Secondo fonti citate dai media Usa, il tycoon non vuole un maggior coinvolgimento militare in Medio Oriente dopo la ritorsione dell’Iran, e non risponderà agli attacchi alle basi. Ma l’imprevedibile resta comunque dietro l’angolo. La galassia delle milizie filo-Teheran disseminate in Medio Oriente potrebbero essere meno propense a chiuderla qui. E resta massima l’allerta per la possibilità di attacchi da parte delle “cellule dormienti” della Repubblica Islamica in territorio americano. Da parte sua, l’Iran della propaganda proverà a massimizzare il profitto di una vendetta che ha soprattutto l’obiettivo di far respirare il regime, messo sotto scacco dall’offensiva israeliana e il malcontento popolare.

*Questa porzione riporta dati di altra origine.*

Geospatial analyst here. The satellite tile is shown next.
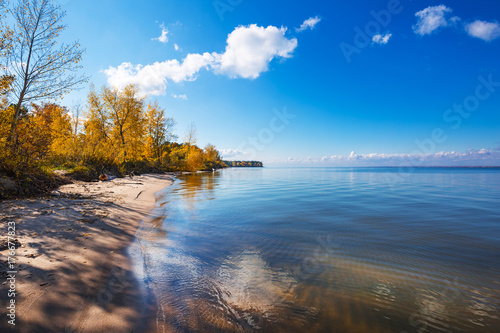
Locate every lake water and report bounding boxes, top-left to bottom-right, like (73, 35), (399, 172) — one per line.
(138, 168), (500, 333)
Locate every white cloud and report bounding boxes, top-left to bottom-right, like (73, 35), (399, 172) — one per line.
(413, 5), (460, 36)
(219, 149), (249, 159)
(372, 34), (392, 45)
(295, 16), (321, 32)
(214, 24), (297, 79)
(465, 20), (500, 42)
(104, 24), (297, 95)
(172, 93), (187, 101)
(104, 53), (215, 95)
(274, 149), (500, 166)
(151, 23), (168, 44)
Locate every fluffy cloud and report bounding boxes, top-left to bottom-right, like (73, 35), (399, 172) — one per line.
(413, 5), (459, 36)
(172, 93), (187, 101)
(372, 34), (392, 45)
(104, 24), (297, 95)
(104, 53), (215, 95)
(152, 24), (168, 44)
(219, 149), (248, 159)
(213, 24), (297, 79)
(295, 16), (321, 32)
(465, 20), (500, 42)
(274, 149), (500, 166)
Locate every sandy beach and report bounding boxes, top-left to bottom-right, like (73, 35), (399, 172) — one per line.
(0, 175), (172, 333)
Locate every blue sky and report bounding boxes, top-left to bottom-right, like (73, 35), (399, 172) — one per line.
(55, 0), (500, 165)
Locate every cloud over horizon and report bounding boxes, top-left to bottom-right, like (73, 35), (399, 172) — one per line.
(268, 149), (500, 166)
(413, 5), (460, 36)
(104, 24), (297, 95)
(372, 34), (392, 45)
(152, 23), (168, 44)
(295, 16), (321, 32)
(465, 20), (500, 42)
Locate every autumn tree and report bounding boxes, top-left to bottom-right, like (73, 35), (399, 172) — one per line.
(204, 144), (222, 169)
(84, 85), (146, 163)
(0, 0), (14, 103)
(7, 0), (86, 140)
(101, 85), (145, 162)
(33, 103), (73, 163)
(145, 101), (176, 161)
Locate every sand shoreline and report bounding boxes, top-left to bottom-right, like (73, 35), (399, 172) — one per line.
(0, 174), (173, 333)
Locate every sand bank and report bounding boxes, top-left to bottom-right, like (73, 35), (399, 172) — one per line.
(0, 175), (172, 333)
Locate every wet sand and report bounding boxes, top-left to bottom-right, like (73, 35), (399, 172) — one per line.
(0, 175), (172, 333)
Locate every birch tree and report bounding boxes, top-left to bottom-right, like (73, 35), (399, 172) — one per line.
(7, 0), (87, 140)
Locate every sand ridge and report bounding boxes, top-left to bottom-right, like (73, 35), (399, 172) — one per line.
(0, 174), (173, 333)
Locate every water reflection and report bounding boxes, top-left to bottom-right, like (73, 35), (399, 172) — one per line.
(134, 169), (500, 333)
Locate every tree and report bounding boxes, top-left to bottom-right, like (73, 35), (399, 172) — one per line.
(0, 0), (14, 102)
(8, 0), (87, 140)
(146, 101), (176, 161)
(101, 85), (144, 162)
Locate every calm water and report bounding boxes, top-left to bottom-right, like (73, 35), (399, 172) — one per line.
(138, 168), (500, 333)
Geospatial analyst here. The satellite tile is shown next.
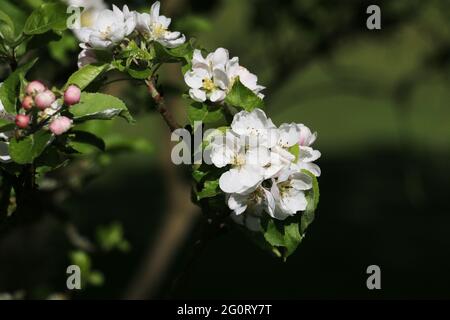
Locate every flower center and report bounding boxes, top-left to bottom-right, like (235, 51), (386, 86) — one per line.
(152, 23), (167, 39)
(233, 154), (245, 167)
(100, 26), (112, 40)
(80, 10), (94, 28)
(203, 78), (216, 91)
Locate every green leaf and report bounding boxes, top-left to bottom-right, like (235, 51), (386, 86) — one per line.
(192, 170), (208, 183)
(264, 219), (303, 259)
(300, 170), (320, 234)
(225, 79), (264, 112)
(0, 0), (27, 36)
(9, 130), (53, 164)
(127, 68), (152, 80)
(262, 170), (319, 260)
(69, 130), (106, 151)
(197, 179), (220, 201)
(64, 64), (109, 90)
(0, 10), (15, 43)
(69, 92), (134, 122)
(23, 2), (69, 35)
(187, 102), (224, 126)
(153, 40), (194, 74)
(27, 31), (61, 50)
(0, 59), (37, 114)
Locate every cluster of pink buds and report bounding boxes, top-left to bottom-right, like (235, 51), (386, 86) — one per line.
(15, 80), (81, 135)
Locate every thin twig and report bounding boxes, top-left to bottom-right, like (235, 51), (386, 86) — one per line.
(145, 77), (181, 132)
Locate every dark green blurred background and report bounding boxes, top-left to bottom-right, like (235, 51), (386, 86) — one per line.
(0, 0), (450, 299)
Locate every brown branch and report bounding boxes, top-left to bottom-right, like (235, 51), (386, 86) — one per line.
(146, 77), (181, 132)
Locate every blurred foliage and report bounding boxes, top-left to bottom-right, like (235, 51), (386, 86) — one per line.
(0, 0), (450, 299)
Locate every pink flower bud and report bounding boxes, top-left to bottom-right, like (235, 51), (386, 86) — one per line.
(25, 81), (46, 96)
(49, 116), (72, 136)
(64, 85), (81, 106)
(34, 90), (56, 110)
(16, 114), (30, 129)
(22, 96), (34, 111)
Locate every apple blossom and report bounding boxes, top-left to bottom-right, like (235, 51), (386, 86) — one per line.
(226, 57), (265, 99)
(296, 124), (321, 177)
(269, 169), (312, 220)
(184, 48), (229, 102)
(15, 114), (30, 129)
(136, 1), (186, 48)
(66, 0), (106, 10)
(73, 5), (136, 49)
(210, 132), (269, 193)
(207, 109), (320, 231)
(34, 90), (56, 110)
(64, 85), (81, 106)
(25, 80), (46, 96)
(22, 96), (34, 111)
(48, 116), (73, 136)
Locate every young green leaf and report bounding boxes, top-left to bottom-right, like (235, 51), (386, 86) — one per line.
(0, 59), (37, 114)
(257, 170), (319, 260)
(225, 79), (264, 112)
(69, 130), (106, 151)
(64, 64), (109, 90)
(70, 92), (134, 123)
(187, 102), (224, 126)
(23, 2), (69, 35)
(9, 130), (53, 164)
(197, 179), (220, 201)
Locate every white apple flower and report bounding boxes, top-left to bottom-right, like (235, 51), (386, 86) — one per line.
(231, 108), (290, 179)
(230, 213), (261, 232)
(65, 0), (106, 10)
(77, 43), (97, 68)
(73, 5), (136, 49)
(207, 109), (320, 231)
(226, 57), (265, 99)
(269, 169), (312, 220)
(296, 124), (321, 177)
(136, 1), (186, 48)
(184, 48), (229, 102)
(209, 132), (269, 194)
(230, 108), (278, 148)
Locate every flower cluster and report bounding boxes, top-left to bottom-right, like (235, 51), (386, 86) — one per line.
(0, 80), (81, 162)
(184, 48), (264, 102)
(208, 109), (320, 231)
(73, 1), (186, 67)
(15, 80), (81, 136)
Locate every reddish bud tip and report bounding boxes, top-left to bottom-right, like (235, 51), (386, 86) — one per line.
(22, 96), (34, 111)
(34, 90), (56, 110)
(64, 85), (81, 106)
(25, 81), (46, 96)
(16, 114), (30, 129)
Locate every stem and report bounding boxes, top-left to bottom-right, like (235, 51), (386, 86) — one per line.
(145, 77), (181, 132)
(0, 171), (12, 225)
(168, 210), (227, 298)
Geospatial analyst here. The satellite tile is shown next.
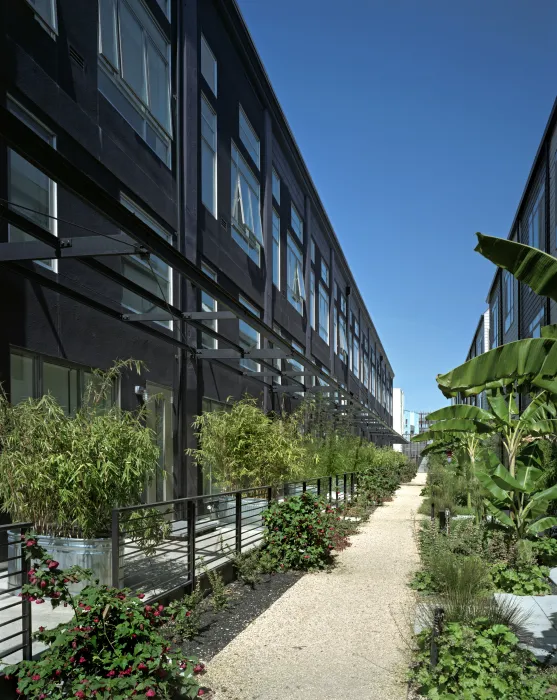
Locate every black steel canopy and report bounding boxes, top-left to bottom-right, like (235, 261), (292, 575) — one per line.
(0, 106), (407, 443)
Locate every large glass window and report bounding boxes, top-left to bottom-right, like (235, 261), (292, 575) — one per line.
(528, 188), (545, 250)
(273, 209), (280, 289)
(10, 350), (116, 415)
(290, 204), (304, 243)
(231, 142), (263, 265)
(319, 282), (329, 344)
(273, 168), (280, 204)
(528, 309), (545, 338)
(201, 35), (217, 97)
(338, 314), (348, 363)
(491, 298), (500, 348)
(201, 95), (217, 218)
(351, 336), (360, 379)
(201, 263), (218, 350)
(239, 107), (261, 168)
(27, 0), (58, 33)
(99, 0), (172, 165)
(8, 98), (58, 272)
(239, 296), (261, 372)
(286, 233), (306, 314)
(121, 196), (173, 328)
(503, 270), (514, 333)
(309, 270), (315, 330)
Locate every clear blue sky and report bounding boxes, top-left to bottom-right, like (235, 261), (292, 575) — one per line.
(238, 0), (557, 410)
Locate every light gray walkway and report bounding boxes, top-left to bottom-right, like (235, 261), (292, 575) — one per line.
(204, 474), (425, 700)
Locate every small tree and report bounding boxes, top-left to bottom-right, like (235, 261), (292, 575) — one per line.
(0, 360), (159, 538)
(187, 396), (306, 489)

Rintanato e sorvegliato h24 dalle forze speciali Vali-ye Amr delle Guardie Rivoluzionarie, Ali Khamenei è tornato a parlare sui social, prima promettendo che “continuerà la punizione” contro Israele – con cui intanto la guerra continua – e poi commentando i raid sulle basi Usa, assicurando che Teheran “non ha aggredito nessuno, non accetta l’aggressione di nessuno e non si sottometterà alle aggressioni di nessuno”, accompagnando il tutto con l’immagine di una bandiera Usa in fiamme.

Ma nel frattempo, il tempo stringe per la ricerca di un successore: stando alla Reuters online, che cita fonti a conoscenza dei colloqui, la commissione nominata dallo stesso ayatollah due anni fa per identificare il suo sostituto ha accelerato il suo lavoro. L’obiettivo è evitare l’instabilità e dare continuità al regime nel caso in cui Khamenei venisse ucciso, in un establishment iraniano più diviso che mai. In questo quadro, a differenza di quanto emerso nei giorni scorsi, tra i due candidati principali in pole per la successione ci sarebbe anche il figlio 56enne di Khamenei, Mojtaba; il contendente sarebbe Hassan Khomeini, nipote del padre della Repubblica islamica.

Stretto alleato della fazione riformista, Khomeini gode di rispetto anche tra gli alti prelati e le Guardie Rivoluzionarie per via della sua discendenza. E potrebbe rappresentare una scelta più conciliante a livello internazionale rispetto a Mojtaba Khamenei, fedele alle politiche intransigenti del padre.